Flu vaccination is off to a slow start for children and pregnant women this fall, according to new data from the Centers for Disease Control and Prevention (CDC).
About 22% of children have been vaccinated this season compared to 28% at the same time last year. Likewise, about 23% of pregnant women have been vaccinated, down from 38%.
The AAP and CDC have stressed the importance of everyone 6 months and older getting vaccinated. Flu vaccines can be co-administered with COVID-19 vaccines for people ages 12 years and older.
The CDC attributed the declines to vaccine fatigue, low levels of flu last season, confusion about the need for the vaccine and people making fewer trips to vaccine providers due to the pandemic.
The findings are concerning as flu vaccine coverage for children already was down last season when about 59% got a flu vaccine compared to 64% in 2019-’20, according to a recent CDC report.
That drop in vaccination came on the heels of a record-breaking 2019-’20 flu season in which 199 children died, 80% of whom were unvaccinated.

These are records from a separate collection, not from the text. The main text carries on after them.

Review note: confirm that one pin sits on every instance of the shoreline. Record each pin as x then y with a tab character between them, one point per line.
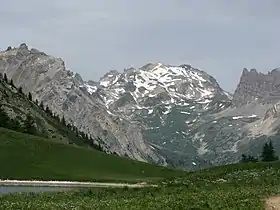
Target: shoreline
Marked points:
72	184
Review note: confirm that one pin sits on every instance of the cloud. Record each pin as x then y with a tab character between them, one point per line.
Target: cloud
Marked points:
94	36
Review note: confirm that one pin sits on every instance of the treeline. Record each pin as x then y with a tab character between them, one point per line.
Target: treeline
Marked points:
67	130
268	154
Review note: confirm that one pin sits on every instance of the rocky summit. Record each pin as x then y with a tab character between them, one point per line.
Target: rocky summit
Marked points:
164	114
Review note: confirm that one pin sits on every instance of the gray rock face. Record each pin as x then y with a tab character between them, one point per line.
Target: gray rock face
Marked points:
67	94
175	115
265	88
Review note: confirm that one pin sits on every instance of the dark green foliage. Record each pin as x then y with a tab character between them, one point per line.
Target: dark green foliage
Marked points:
63	122
268	153
29	125
12	83
24	156
20	90
29	96
48	111
5	78
42	105
248	159
68	131
6	122
4	119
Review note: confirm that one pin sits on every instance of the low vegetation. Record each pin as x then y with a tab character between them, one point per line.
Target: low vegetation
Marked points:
24	156
240	186
35	118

About 20,000 children are hospitalized from flu each year, according to the CDC.
There was little flu activity in the 2020-’21 flu season, likely due to COVID-19 precautions like masking, social distancing and staying home, CDC Director Rochelle P. Walensky, M.D., M.P.H., said earlier this month. But as people start to relax those precautions, flu could start to spread again. The CDC already has seen an increase in other respiratory illnesses like respiratory syncytial virus, and Dr. Walensky said little disease last year means lower population immunity for this season.